Optimal detection of carbapenemase-producing Enterobacteriaceae from rectal samples: a role for enrichment?

Abstract

Successful laboratory detection of carbapenemase-producing Enterobacteriaceae (CPE) in patient surveillance samples is a diagnostic challenge. In the absence of a reference standard for screening rectal swabs for CPE, many phenotypic, genotypic, culture- and non-culture-based assays have been proposed for identifying these bacteria. To develop and optimize a CPE screening protocol capable of identifying all frequently encountered CPE, including those producing OXA-48-like carbapenemases. Faropenem susceptibility testing was performed on 507 presumptive CPE isolated from diagnostic samples and CPE rectal screens between March and August 2016. Results from this CPE screening method were compared to those from direct culture on mSuperCARBA™, temocillin enrichment culture, and use of an antibiotic resistance algorithm, to determine the optimal method to employ in the detection of CPE. Faropenem was a poor predictor of carbapenemase production (58% true positives).
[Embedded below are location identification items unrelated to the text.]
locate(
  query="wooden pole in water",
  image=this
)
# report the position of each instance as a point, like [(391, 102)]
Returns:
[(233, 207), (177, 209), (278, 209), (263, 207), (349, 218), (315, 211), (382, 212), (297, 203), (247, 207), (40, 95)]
The combination of a temocillin enrichment stage and interpretive reading of antibiotic resistance phenotypes improved the recovery and identification of CPE significantly (91% true positives), especially for OXA-48 producers (P=0.03). The combination of temocillin enrichment, a selective chromogenic medium, and an antibiotic resistance-based algorithm significantly improved the detection of all CPE recovered from routine and targeted surveillance samples.